Capture Is Vital for Digital Transformation
According to Keypoint Intelligence’s Future of Work 2022 Survey, nearly 80% of workers scan as part of their job role—and most of those workers said that scan activity is increasing. The increase in scan activity is driven by several factors, including the need to share paper-based information with others, store it in archives, or integrate it into digital workflows.
While it’s true that all scanning devices serve the same purpose—converting hard copy documents into digital images—some devices are better suited for some tasks or environments than others are. To put it simply, you can peel a potato with a fancy chef's knife or a potato peeler from the dollar store, but one way will be faster and easier, less expensive, and require less maintenance than the other.
Before the partnership, Sharp’s capture hardware was limited to A3 copiers, which made it difficult to help homebound workers or businesses that require advanced capture and workflow automation capabilities. Sticking to our potato peeling analogy, Sharp didn’t even sell potato peelers—the only cutting utensil they had to offer were chef’s knives. The partnership with Kodak Alaris fills that gap, providing Sharp with a full range of devices that can fit into many more environments and serve many more customer applications.
Keypoint Intelligence Opinion
Sharp and Kodak Alaris need each other. Sharp and its channel partners have a major presence in the office technology marketplace, but they have a weak capture portfolio. Kodak Alaris has a very strong capture portfolio (it has won our Scanner Line of The Year Award six times in seven years), but it has a weak market presence. Kodak Alaris owns 3% of the US scanner market share, according to our North American Scanner Tracker. With Kodak Alaris’ technology, Sharp and its dealers can be more competitive with other office technology providers. With Sharp’s dealers pushing Kodak Alaris’ hardware and software, Kodak Alaris can expect to win more market share.

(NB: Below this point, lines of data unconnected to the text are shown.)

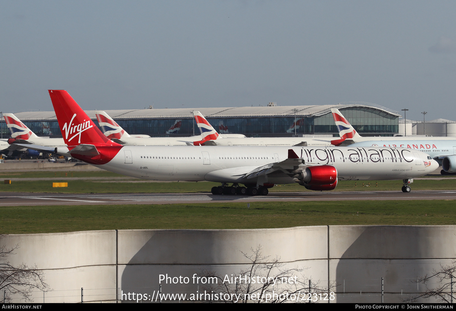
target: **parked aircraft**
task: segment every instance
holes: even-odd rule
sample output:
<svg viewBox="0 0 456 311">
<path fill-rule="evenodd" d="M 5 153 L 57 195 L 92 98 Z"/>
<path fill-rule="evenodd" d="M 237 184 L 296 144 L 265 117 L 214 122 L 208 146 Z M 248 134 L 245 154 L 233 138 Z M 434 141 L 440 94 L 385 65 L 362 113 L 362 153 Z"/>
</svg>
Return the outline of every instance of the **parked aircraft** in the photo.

Mutual benefits aside, one must wonder how (if at all) the relationship with Sharp can help Kodak Alaris weather—and perhaps benefit from—the remainder of the ongoing supply chain crisis. In our 2022 Channel Survey, 47% of respondents reported that their scanner inventory levels were backlogged. Remember, Foxconn-owned Sharp did not feel the heat of the supply chain shortage like its competitors did. In fact, Sharp was able to capitalize on it. Now that Kodak Alaris has access to Sharp’s Vendor Inventory Management (VIM) system and Partner Portal, will Kodak Alaris be able to swoop in and pick up deals that others are unable to fulfill?